The angular width of the central maximum in the Fraunhofer diffraction pattern of a slit is measured. The slit is illuminated by light of wavelength $6000\dot{A}$. When the slit is illuminated by light of another wavelength$\left(\lambda \right)$, the angular width decreases by $30\%$. Calculate the wavelength $\left(\lambda \right)$ of this light in $\dot{A}$. The same decrease in the angular-width of central maximum is obtained when the original apparatus is immersed in a liquid. Find the refractive index $\mu$ of the liquid.
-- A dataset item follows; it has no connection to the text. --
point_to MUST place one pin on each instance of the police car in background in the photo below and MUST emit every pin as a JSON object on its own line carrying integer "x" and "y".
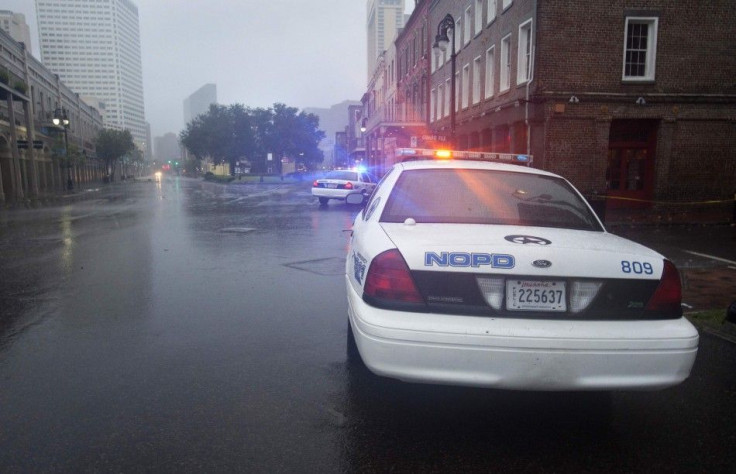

• A. $\lambda =4000\dot{A},\mu =1.729$
• B. $\lambda =4200\dot{A},\mu =1.729$
• C. $\lambda =4200\dot{A},\mu =1.429$
• D. $\lambda =4000\dot{A},\mu =1.429$

Answer 1

The correct option is C $\lambda =4200\dot{A},\mu =1.429$


The angular width of central maxima is given by,

${\theta }_w=2\theta =\frac{2\lambda }{a}$

When the light of wavelength ${\lambda }_1=6000\dot{A}$ is used,

${\theta }_{w1}=\frac{2{\lambda }_1}{a}---\left(1\right)$

Angular width of central maxima when light of wavelength $\lambda$ is used

${\theta }_{w2}=\frac{2\lambda }{a}---\left(2\right)$

Dividing, $\frac{\left(2\right)}{\left(1\right)}$

$\frac{{\theta }_{w2}}{{\theta }_{w1}}=\frac{\lambda }{{\lambda }_1}$

Given that,
$\Rightarrow {\theta }_{w2}=0.7{\theta }_{w1}$

$\Rightarrow 0.7=\frac{\lambda }{6000\dot{A}}$

$\Rightarrow \lambda =0.7\times 6000\dot{A}$

$\Rightarrow \lambda =4200\dot{A}$

When the apparatus is immersed in a liquid of refractive index $\mu$,

By Snell's law, ${\lambda }_m=\frac{\lambda }{\mu }$

Accordingly, angular fringe width when the apparatus is immersed in a liquid is given by

${\theta }_{wl}=\frac{2{\lambda }_m}{a}=\frac{2\lambda }{\mu a}$

$\Rightarrow {\theta }_{wl}=\frac{{\theta }_w}{\mu }$

Given that, ${\theta }_{wl}=0.7{\theta }_w$

$\Rightarrow 0.7=\frac{1}{\mu }$

$\Rightarrow \mu =1.429$

Hence, the correct option is $\left(C\right)$.

$\begin{array}{c}\text{Why this question?}\\ \text{Asked in IIT-JEE 1996.}\end{array}$